Surprisingly, it’s not this show.

Implicitly stated at the start of any show, anime or otherwise, is a promise of some sort to the viewers about what they can expect to see accomplished by the show. It might be a spectacular CG explosion, an opening monologue by one of the main characters, or an opening theme song with a montage of the various characters of the show doing a variety of things but, whatever it is, it’s there.  If the viewer is amicable towards this promise then, chances are, the viewer will decide to continue watching the show with this promise morphing into what’s expected of the show.

Savvy creators use the formation of the show’s promise to apply spin to the viewing experience. At times only promising a little is the way to go: it’s not a shallow, failed romantic comedy but merely a well-animated fan service anime or it’s not an anime with a train wreck of a plot, so poorly constructed that a four-year old could do better but merely a fun romp that’s designed to get licensed as a kids show overseas. Other times it’s best to promise too much: that high-concept, big budget anime isn’t a failure even with it’s poor pacing, plot, characters, and characterization because it was ambitious or that anime that promises funny comedy, serious drama, and tasteful fan service isn’t a failure even when it delivers none of that because it’s fun to watch a train wreck.

Of course, promising too little or too much might backfire on the creator. The viewers might decide to move to an anime promising more or the viewers decide watching one series that fails as hard as Fractale did is enough. So, it’s really a two-edged sword for creators and in lesser hands, a recipe for disaster. This season, one anime in particular stuck out as so completely and utterly failing at what it promised to do without providing so much as a decent excuse.

That anime is Kamisama no Memo-chou (God’s Memo Pad).

The biggest, most energetic promise of Kamisama no Memo-chou is it’s an empowering manifesto for NEET’s (people not in Education, Employment, or Training) and their worth in society. It’s mentioned everywhere; it’s even specifically expounded upon by the characters in the anime – Alice repeatedly says that she follows a NEET code and that she’s a NEET detective, for example. So it’s all the more baffling to realize that the creators take great pains to actively work completely contrary to this vocal promise. Take Alice, the genius hikikomori detective, she’s not actually a NEET. She’s a self-employed detective that has an office and accepts paying clients (even the clients that don’t pay in money will render some service to her). She’s not even a hikikomori; it’s more like she’s just lazy and doesn’t like to go outside but even then she still goes outside every other episode or so. (Much more often than the woman who runs the ramen shop appears to.) Then there’s the main character; he’s so generic I can’t remember his name, but, he’s a high school student and works part-time at the ramen shop and is in training to be a yakuza gangster. He’s like an anti-NEET.

This wasn’t a hard promise to keep; look at Scooby-Doo, it fits the bill perfectly for a show about NEET detectives.

The other big promise of Kamisama no Memo-chou is the idea of Alice being a genius detective that uses the latest technology to get the information needed to solve any case from the comfort of her bed.

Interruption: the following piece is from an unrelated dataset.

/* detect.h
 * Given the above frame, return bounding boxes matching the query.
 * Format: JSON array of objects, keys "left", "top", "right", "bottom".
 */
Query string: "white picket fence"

This idea is reinforced by her impressive computer with it’s dozens of monitors but again the creators seem to actively work against this promise  the moment it’s formulated. The final story arc is freshest in my mind so let’s use it. When the time comes for our intrepid detectives to find the hideout of the people behind the drug Angel Fix, what do they do? What does Alice and all her intelligence and supposed computer prowess do? If your answer starts with either Alice doing something with a computer or putting on her thinking cap than you’d be wrong. Apparently, the right answer is you need an assistant willing to take the drug himself and someone to tail him to see where he walks off to.

Asinine. Even if Alice wasn’t supposed to be genius and a computer geek, the creators of Kamisama no Memo-chou are truly and completely dimwitted.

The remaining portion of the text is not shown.